Germany’s faith in the US has taken a nosedive since the election of Donald Trump with the country viewing their longtime ally as trustworthy as Russia, a new poll has found.
Just 22 per cent of respondents trusted the US under its new leader – compared with 59 per cent just before the November election.
The sample of just over just 1,000 voters also found Germany’s trust in Russia had declined four points between November and February to just 21 per cent. However, this is up from a low of 15 per cent in March 2015 following the downing of MH17 and the annexation of the Crimea.
The results, gathered by Cologne-based radio station WDR, found that only 26 per cent of believe it is good that Mr Trump is following through on his campaign promises to ramp up protectionism, build a wall on the Mexican border and ban people from seven Muslim-majority countries.
A further 69 per cent disapproved of his policies, but 80 per cent still believed the European Union must cooperate closely with him.
The survey was part of a wider trend report polling Germans on politics ahead of the federal elections later this year.
It also found 90 per cent of Germans were worried about the state of democracy in Turkey.
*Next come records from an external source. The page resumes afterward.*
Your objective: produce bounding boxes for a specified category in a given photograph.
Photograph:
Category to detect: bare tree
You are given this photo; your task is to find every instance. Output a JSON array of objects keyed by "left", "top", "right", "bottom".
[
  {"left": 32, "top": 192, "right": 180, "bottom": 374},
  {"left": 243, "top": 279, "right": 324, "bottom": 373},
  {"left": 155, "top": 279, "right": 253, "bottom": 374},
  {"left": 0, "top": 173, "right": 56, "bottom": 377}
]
Eighty-three per cent of respondents believed the government should be more opposed to the Turkish government’s crackdown on dissent but 50 per cent still believe Chancellor Angela Merkel should do everything she can to save the refugee agreement agreed in March last year.
The poll comes as one Germany’s leading political magazines, Der Spiegel, depicted Mr Trump as an “American Pyscho” on its front cover holding the severed head of the Statute of Liberty with the headline: “America First”.
Germany, along with many other European countries, reacted with dismay to Mr Trump’s executive order banning all citizens from seven Muslim-majority countries coming to the US last week.
In a recent phone call Ms Merkel reportedly explained the Geneva Convention to her American counterpart.
A statement issued by her spokesman, Steffen Seibert, said: “The Chancellor regrets the US government’s entry ban against refugees and citizens of certain countries.
“She is convinced that even the necessary, resolute fight against terrorism doesn’t justify putting people of a particular origin or particular faith under general suspicion.
“The Geneva Refugee Convention requires the international community to take in refugees from war on humanitarian grounds. All signatory states are expected to do so. The Chancellor explained this policy to the US President in their call yesterday.
“The German government will now examine what consequences the measure of the US government will have for German citizens with double citizenship and will represent their interests, if necessary, before our American partners.”